A protein-based drug being developed at ASU could help
prevent failure of coronary bypass surgery.
In coronary bypass surgery, veins are removed from the legs and used to
bypass blocked arteries around the heart. One of the primary reasons the
procedure fails is vasospasm, the clenching of the transplanted vein, when
it is removed from the body. Bleeding in the brain from a ruptured aneurysm
can also cause severe spasm of nearby blood vessels, which leads to stroke.
Nitric oxide gas causes the relaxation of smooth muscle, which is found in
blood vessels and other organs, by triggering a complex signaling pathway in
the cell. Colleen Brophy, research professor of bioengineering and director
of the Center for Protein and Peptide Pharmaceuticals in the Arizona
Biodesign Institute, found that an enzyme activates the last protein in this
pathway, called HSP20, by adding a phosphate group to it. Thus, Brophy and
colleagues are creating a phosphorylated mimetic of HSP20 as a potential
drug to prevent vasospasm.
Most drugs are small molecules that can be made chemically. A protein is
huge in comparison, difficult to get inside a cell, and may require a
biological system for production. Yet, a protein-based drug is more
efficient and highly targeted. “You’ve got all those signaling pathways,
but, boom, you bypass them by putting in a mimetic of the protein that’s the
effector molecule,” Brophy said.
To create the HSP20 mimetics, Brophy’s lab has used computer models to look
at potential improvements to the protein. Promising mimetics are made in the
laboratory, then tested if they cause relaxation in strips of blood vessel,
then laboratory animals. The next step is to take a HSP20 mimetic into stage
one clinical trials so that its efficacy and safety in humans can be tested.
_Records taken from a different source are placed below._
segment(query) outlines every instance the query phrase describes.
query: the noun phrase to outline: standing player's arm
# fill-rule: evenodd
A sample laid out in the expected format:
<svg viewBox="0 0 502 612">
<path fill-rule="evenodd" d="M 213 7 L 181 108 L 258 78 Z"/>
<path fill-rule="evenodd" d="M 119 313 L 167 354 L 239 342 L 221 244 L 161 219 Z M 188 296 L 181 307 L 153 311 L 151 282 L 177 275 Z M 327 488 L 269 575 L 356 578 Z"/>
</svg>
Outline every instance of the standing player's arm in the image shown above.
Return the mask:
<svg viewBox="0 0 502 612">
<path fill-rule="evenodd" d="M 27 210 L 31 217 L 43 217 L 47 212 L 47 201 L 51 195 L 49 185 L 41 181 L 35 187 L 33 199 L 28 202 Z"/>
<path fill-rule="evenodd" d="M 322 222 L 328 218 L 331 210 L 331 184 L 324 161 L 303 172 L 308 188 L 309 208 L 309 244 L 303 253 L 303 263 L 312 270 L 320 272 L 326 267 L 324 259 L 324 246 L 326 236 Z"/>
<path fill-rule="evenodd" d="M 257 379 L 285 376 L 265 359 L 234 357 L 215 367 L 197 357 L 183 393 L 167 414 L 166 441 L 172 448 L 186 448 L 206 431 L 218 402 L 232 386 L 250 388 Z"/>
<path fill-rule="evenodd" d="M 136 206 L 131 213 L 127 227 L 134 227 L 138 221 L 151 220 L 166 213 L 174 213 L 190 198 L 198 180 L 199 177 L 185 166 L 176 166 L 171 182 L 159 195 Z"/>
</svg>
“I’m interested in approaching science from a bedside to bench and back to
bedside approach,” Brophy said. “We hope this group to be very applied in
terms of looking at clinically relevant problems for which there’s an unmet
need, then developing experimental approaches to solving these problems, and
then, based on experimental discoveries, engineer molecules that can be used
to treat human disease. And bring it back to the bedside to treat patients.”